Appalachian towns and counties are voicing support for a federal plan to help shift away from coal. Credit: Dan Heyman.
Appalachian towns and counties are voicing support for a federal plan to help shift away from coal. Credit: Dan Heyman.
September 8, 2015

RICHMOND, Va. - A number of Appalachian towns and counties are lining up behind a federal plan to fund the transition away from coal. The "Power Plus" plan is a White House initiative to target areas losing mining and power plant jobs.

Some members of Congress have attacked it, since it comes along with Environmental Protection Agency limits on carbon pollution.
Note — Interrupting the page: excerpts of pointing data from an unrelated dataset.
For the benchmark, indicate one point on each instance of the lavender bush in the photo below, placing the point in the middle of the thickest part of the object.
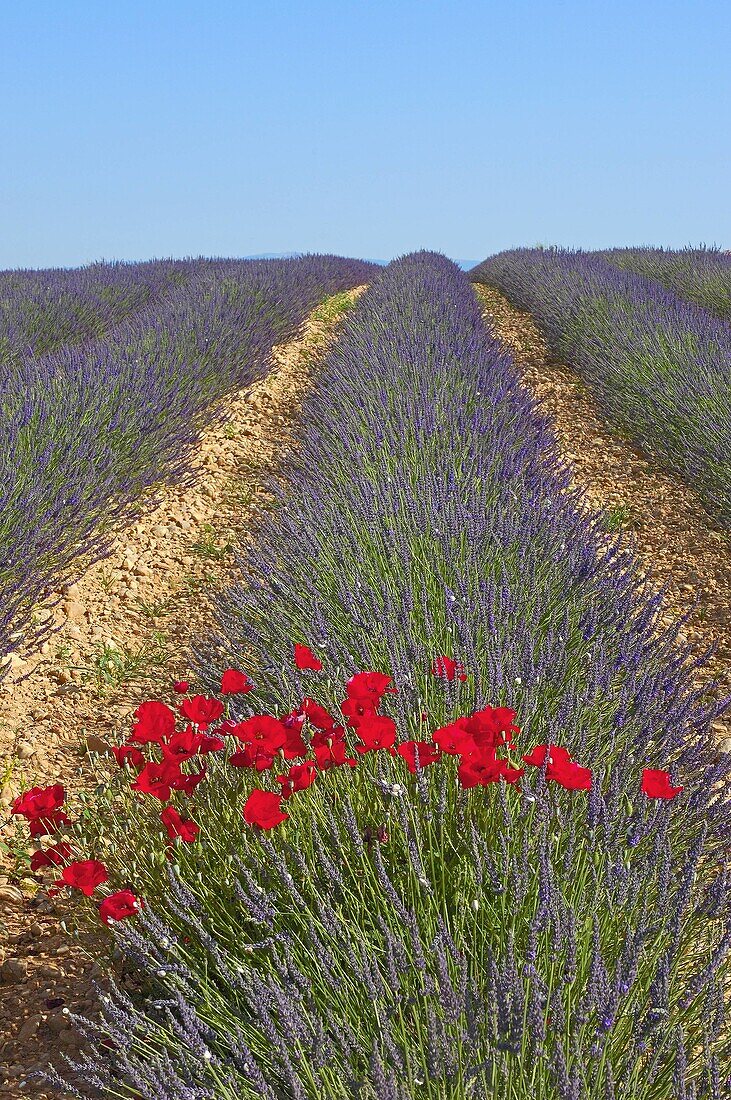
(658, 366)
(42, 310)
(86, 428)
(698, 275)
(399, 936)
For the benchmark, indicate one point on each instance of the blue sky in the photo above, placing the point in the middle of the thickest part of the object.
(132, 130)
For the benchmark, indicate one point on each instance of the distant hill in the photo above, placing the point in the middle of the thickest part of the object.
(465, 264)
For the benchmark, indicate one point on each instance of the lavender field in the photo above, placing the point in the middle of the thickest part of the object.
(658, 365)
(108, 375)
(439, 812)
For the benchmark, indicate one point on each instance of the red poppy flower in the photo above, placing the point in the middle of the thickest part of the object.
(210, 744)
(356, 710)
(264, 730)
(264, 809)
(183, 745)
(536, 756)
(176, 826)
(318, 716)
(118, 905)
(376, 732)
(656, 784)
(299, 777)
(479, 770)
(491, 726)
(85, 875)
(306, 659)
(52, 857)
(156, 779)
(201, 710)
(235, 683)
(484, 768)
(40, 801)
(294, 743)
(447, 669)
(155, 723)
(454, 738)
(253, 755)
(428, 754)
(128, 754)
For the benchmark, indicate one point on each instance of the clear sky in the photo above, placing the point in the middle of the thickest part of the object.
(366, 128)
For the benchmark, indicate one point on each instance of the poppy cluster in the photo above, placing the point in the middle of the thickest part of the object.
(480, 740)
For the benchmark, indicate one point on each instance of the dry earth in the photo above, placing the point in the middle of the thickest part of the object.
(675, 539)
(123, 630)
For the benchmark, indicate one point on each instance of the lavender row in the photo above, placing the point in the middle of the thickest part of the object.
(555, 945)
(658, 366)
(85, 429)
(42, 310)
(698, 275)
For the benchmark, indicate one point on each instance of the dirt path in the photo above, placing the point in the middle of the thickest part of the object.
(675, 538)
(124, 629)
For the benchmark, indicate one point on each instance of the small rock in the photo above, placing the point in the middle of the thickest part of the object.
(29, 1029)
(13, 970)
(58, 1023)
(12, 661)
(10, 893)
(50, 974)
(74, 611)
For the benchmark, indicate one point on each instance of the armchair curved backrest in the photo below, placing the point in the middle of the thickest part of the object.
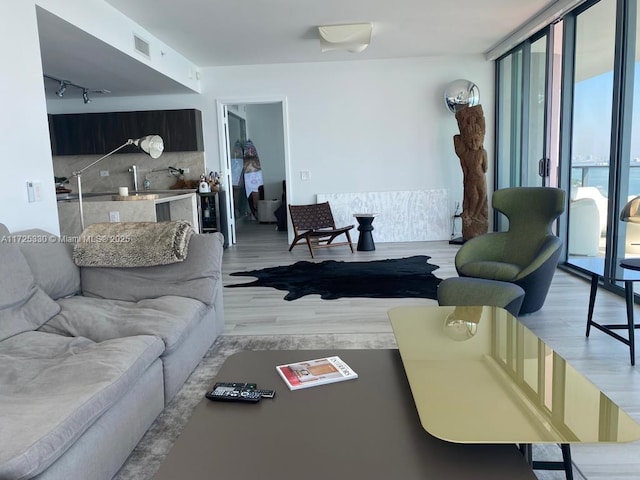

But a dozen local governments in Kentucky, Tennessee and southwest Virginia have passed resolutions in favor.

Kate Rooth, campaign director with the nonprofit Appalachian Voices, says other local bodies are considering similar resolutions.

"It is overwhelming boards of supervisors, local town councils and they're not just passing, they're passing with unanimous support," says Rooth.

The White House describes Power Plus as funding a wide range of initiatives, research and development, infrastructure, worker retraining, employment subsidies, and reclaiming mine lands for development projects. It would also shore up health-and-pension plans for retired miners and their families.

In spite of strong support by some local governments, the initiative faces stiff resistance from congressional Republicans.

Rooth says that makes little sense, especially since coal's problems go beyond environmental rules. She thinks Congress should listen to the officials who are closest to the problem.

"Jobs and economic prosperity of communities, it shouldn't be and isn't a partisan issue," says Rooth. "We have seen a groundswell of support from within those communities to this plan."

One part of the plan would speed up the distribution of Abandoned Mine Lands funds. Over five years, Power Plus would take a $1 billion from the existing $2.5 billion AML fund and target it to communities hit by falling coal production. Another part would increase federal support for research and development into carbon sequestration.